Shapeless is a powerful and at times, a difficult-to-watch character study that highlights the ability of horror to discuss the most difficult subjects in a way that foregrounds the individual.

4 out of 5 stars

4 out of 5 stars

Shapeless will be available to Own or Rent from 19th September

The Razing

An exercise in confined filmmaking that yields mixed results.

Synopsis: A group of estranged friends gather for a night of tradition which takes a deadly turn after old secrets and wounds resurface.

The Razing is a curious film in that for the most part it confines its characters to one room while also trying to build a wider world around it. It is often a compelling device for horror, the increasing tension and claustrophobia driving characters to increasingly desperate acts. The Razing leans into this tradition, trapping warring characters in a lavish space, removing them from the escalating concerns of the outside world.

The clever thing that The Razing does is introduce characters who are so clearly in crisis and cannot stand to be around one another from the outset, with the sniping starting almost immediately. These scenarios always lead you to wonder, as a viewer, how any of these people are friends or why they are still in contact, but the film sets out that these are a group mainly connected by a dark past, attending out of obligation rather than genuine desire to be around one another. Remaining within the confines of the room The Razing manages to blend the current day with their pasts, offering context and development. This is achieved by having two separate timelines operating within the space, one of the present and one of the past, in which characters’ younger selves walk seamlessly into the same space, taking the viewer across timelines in mere moments.

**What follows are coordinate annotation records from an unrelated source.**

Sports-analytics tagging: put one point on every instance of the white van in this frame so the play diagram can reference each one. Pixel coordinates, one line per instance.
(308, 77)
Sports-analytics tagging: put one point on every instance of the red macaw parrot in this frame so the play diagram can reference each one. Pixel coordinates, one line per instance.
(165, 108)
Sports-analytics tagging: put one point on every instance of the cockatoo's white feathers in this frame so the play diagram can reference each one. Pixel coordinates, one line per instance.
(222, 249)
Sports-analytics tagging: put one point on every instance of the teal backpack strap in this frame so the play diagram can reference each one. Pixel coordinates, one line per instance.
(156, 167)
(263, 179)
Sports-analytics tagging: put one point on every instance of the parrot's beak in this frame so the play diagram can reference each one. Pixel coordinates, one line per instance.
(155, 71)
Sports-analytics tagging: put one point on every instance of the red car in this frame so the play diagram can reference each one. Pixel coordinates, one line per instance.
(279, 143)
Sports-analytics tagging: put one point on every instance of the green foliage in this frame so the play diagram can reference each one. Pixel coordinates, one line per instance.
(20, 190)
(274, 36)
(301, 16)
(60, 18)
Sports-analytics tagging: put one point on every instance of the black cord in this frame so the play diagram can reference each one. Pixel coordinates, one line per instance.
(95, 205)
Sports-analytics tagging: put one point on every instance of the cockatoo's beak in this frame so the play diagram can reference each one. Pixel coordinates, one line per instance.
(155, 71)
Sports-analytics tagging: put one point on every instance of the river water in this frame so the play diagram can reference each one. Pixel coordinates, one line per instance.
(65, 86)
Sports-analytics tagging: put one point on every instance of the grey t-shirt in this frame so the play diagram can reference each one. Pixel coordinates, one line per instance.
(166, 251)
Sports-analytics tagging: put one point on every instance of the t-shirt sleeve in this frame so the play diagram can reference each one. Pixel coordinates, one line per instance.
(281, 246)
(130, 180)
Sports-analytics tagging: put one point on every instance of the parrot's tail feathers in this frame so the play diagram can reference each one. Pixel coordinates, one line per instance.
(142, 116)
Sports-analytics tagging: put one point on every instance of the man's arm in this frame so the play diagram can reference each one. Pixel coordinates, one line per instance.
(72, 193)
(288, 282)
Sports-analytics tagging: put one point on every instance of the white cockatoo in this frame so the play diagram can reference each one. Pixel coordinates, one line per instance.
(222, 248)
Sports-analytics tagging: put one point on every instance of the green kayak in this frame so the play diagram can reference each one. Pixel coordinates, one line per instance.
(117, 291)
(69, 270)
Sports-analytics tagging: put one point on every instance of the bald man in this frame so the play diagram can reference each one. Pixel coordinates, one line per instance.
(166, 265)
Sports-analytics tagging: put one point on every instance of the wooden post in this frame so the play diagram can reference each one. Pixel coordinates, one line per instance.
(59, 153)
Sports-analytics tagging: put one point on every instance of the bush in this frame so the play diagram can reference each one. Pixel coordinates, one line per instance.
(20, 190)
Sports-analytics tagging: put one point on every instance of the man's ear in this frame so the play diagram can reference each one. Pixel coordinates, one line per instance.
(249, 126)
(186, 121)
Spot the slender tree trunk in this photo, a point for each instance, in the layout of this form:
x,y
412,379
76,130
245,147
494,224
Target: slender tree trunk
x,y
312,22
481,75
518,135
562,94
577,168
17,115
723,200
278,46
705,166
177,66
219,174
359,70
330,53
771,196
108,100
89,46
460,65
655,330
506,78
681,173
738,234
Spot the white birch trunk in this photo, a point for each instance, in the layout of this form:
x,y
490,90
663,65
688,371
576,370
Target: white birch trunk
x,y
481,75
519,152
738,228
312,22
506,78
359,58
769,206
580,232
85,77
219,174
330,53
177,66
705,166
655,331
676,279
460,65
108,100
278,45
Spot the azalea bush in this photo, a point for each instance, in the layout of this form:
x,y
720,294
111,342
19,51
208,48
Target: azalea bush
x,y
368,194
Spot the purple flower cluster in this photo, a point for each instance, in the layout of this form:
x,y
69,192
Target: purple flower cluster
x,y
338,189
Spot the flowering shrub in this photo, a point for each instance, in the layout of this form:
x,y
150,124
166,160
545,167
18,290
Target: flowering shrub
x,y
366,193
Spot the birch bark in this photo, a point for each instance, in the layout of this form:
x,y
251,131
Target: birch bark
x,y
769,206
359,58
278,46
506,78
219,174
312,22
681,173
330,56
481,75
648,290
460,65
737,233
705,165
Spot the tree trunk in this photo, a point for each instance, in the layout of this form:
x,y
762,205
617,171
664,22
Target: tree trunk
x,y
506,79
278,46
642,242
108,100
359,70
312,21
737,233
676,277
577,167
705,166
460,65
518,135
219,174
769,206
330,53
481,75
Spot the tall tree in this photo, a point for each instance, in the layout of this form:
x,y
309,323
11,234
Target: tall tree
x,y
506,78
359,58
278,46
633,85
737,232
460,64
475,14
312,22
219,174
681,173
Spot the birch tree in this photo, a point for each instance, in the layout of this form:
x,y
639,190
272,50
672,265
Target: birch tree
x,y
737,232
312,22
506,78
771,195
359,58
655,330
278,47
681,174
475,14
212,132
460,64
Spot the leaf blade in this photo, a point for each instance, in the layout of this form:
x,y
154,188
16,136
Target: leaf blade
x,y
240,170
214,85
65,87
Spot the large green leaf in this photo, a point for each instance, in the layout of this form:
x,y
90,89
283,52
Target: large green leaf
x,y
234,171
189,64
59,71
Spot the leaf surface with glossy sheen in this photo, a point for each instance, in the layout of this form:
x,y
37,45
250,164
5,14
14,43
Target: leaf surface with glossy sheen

Early on, an overwhelming soundtrack holds the viewer at arm’s length, with booming music overpowering dialogue at times. With an already fractured group and tense conversation, this never quite lets you find a connection to the characters. This does, in some ways, add to the overall effect, only allowing you to find out the secrets between them as the group fractures. The setting too, is excellent, with the rich surroundings providing a clashing backdrop for the excesses and conflict taking place. The details of the acts taking place outside of the room are horrific,

Where the film struggles, for me, is using a near-constantly roaming camera. In some sections, like a move around the room to signify a timeline shift, this is an elegant way of moving between threads, as is the use of split-screen early on, visualising their conflict in an intriguing way. However, as the film progresses the camera is scarcely still, constantly exploring the space, even moving when characters are delivering monologues. The overall effect is a kind of queasy feeling normally reserved for found-footage films. A little more stability would go a long way in providing more connection with the characters and an ability to focus on performances, too. To some degree, you can understand the desire to offset the dialogue-heavy scenes and add some dynamic movement, but several sections are in need of moments of stillness to allow the horror to truly sink in.

While The Razing fully understands and portrays the horror of other people, some technical choices are likely to leave some overwhelmed and distant.

3 out of 5 stars

3 out of 5 stars

The Razing is distributed by Gravitas Ventures and will be released on September 27th, 2022 to TVOD and DVD and on SVOD and AVOD 90 days after.